In the past I discussed about a different type of trading analysis called Gann Theory. This is a popular style of analysis that looks at patterns and repeatable price action based on time. After receiving some emails on the subject, I decided it best to examine Gann Theory a bit further in my articles. I am not going to go into the history of Gann Theory or give a biography of W.D. Gann. Instead I will discuss some practical applications of some of his theory.
There are three trends applicable to any timeframe which you are analyzing: Minor, Intermediate and Major. That also means that there are three types of swing highs and lows that correspond with these trends. In my article, the Gann swing highs and swing lows I labeled as Gann Swings are actually intermediate swings. Let’s examine the definitions of the swing bottoms (lows) and swing tops (highs).
Gann Minor Swings:
A minor bottom is a low price compared to previous lows followed immediately on the next bar or candle by a higher low and a higher high. The minor top is a higher high compared to previous highs in price followed immediately by a lower high with a lower low.
Gann Intermediate Swings:
The intermediate bottom is also a lower low compared to previous lows. However, it differs in that the immediate high that follows must be higher than the previous two bars or candles. The intermediate top is a higher high than previous highs that is immediately followed by a low that is lower than the previous two lows.
Gann Major Swings:
A major bottom will hold much significance to a trader using Gann Theory for their analysis. A major bottom would be a low price on a bar or candle that is lower than previous lows but is immediately followed by… you guessed it, a high that is higher than the previous three bars or candle highs. The major top is a high that is higher than previous price action followed immediately by a low that is lower than the previous three bars or candles.
If you see price breaking a previous swing top, then you are in an uptrend in the timeframe and level (minor, intermediate, or major) that you are trading in. You would continue to trade only in the long direction until you break a previous swing bottom of the same degree. For instance, the following chart of USO opens the day with a minor swing bottom. If we were already in an intermediate uptrend, a trader could use that as an opportunity to trade long intraday until a swing bottom is broken. In fact, they may want to enter or add to longs when a new swing bottom is formed. After the minor swing bottom is broken a trader should wait for a new intermediate or major swing bottom to form before entering any more long positions.

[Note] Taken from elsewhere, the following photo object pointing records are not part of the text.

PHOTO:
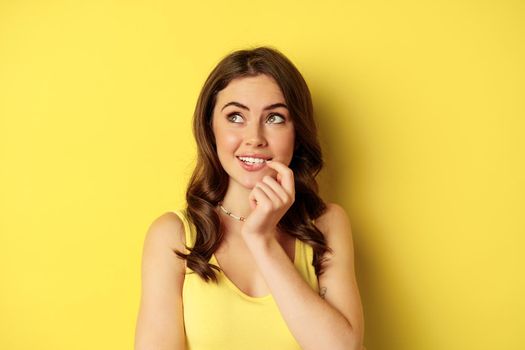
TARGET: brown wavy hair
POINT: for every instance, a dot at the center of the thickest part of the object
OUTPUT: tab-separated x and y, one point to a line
209	181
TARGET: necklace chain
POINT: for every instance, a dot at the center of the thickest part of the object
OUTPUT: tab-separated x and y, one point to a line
229	213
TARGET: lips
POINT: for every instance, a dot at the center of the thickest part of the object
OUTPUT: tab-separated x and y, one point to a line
252	167
255	155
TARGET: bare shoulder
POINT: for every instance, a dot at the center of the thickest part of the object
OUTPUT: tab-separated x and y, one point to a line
160	318
167	231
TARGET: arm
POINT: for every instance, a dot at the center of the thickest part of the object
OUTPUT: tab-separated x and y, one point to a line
332	321
160	324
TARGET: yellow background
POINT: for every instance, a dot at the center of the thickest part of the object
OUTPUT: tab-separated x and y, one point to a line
421	115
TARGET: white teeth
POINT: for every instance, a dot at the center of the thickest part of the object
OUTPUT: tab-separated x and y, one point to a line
252	160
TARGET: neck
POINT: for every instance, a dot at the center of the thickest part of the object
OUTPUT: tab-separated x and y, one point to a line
236	201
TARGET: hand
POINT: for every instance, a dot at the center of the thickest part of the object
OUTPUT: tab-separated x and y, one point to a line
269	200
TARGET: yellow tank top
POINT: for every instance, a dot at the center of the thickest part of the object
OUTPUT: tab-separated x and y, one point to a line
222	317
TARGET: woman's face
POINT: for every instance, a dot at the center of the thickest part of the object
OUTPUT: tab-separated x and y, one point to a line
250	118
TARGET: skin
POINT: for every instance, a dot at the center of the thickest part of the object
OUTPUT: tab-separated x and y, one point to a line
332	319
270	132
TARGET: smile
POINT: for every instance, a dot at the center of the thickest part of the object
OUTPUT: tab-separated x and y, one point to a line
252	164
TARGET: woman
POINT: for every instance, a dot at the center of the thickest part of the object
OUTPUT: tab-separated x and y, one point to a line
257	260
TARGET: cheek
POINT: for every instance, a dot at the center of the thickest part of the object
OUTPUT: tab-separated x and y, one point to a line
227	141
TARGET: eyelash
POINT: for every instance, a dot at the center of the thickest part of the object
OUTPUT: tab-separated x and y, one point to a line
271	115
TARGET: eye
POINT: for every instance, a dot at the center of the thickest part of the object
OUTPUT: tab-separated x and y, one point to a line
273	116
232	116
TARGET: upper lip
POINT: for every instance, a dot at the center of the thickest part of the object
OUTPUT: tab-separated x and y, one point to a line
255	155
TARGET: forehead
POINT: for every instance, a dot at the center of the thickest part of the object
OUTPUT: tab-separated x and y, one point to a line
252	89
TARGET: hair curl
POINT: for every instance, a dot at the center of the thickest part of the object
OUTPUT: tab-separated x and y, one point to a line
209	181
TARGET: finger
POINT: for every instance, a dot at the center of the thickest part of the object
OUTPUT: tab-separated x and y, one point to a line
277	188
287	180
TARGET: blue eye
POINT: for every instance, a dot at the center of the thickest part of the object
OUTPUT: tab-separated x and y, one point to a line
232	115
276	115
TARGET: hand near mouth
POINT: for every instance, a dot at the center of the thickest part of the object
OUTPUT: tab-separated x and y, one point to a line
269	200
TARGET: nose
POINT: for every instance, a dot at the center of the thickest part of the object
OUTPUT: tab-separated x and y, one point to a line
255	136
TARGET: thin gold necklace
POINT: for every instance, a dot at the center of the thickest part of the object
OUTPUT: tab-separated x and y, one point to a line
229	213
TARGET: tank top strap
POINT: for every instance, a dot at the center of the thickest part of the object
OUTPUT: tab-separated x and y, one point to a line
189	233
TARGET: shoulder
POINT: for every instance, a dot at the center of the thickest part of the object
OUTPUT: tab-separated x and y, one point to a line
166	231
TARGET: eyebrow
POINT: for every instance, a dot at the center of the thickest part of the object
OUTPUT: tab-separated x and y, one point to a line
240	105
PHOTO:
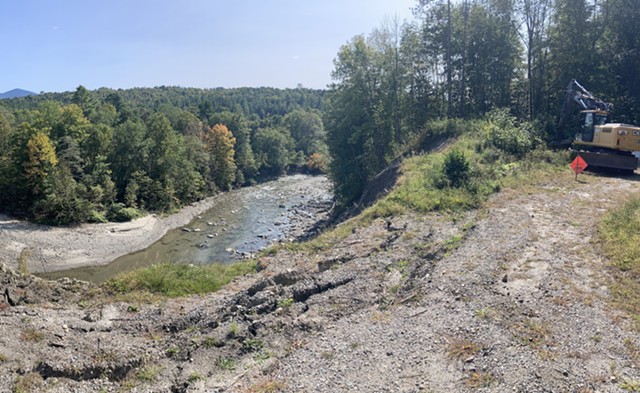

In Gann trend analysis, a downtrend occurs when price breaks a swing bottom. If price moves downward in a defined uptrend but does not break a swing bottom, it is called a correction and the trader has no need to exit their long. A break of a swing bottom would constitute an exit signal.
The rules would be the same for a downtrend. Once a major downtrend has been established for the timeframe you are trading in, you could look to short intermediate or minor swing tops until they are broken.
In future articles I will explore more uses of Gann Theory for trading. Until then, trade safe and trade well!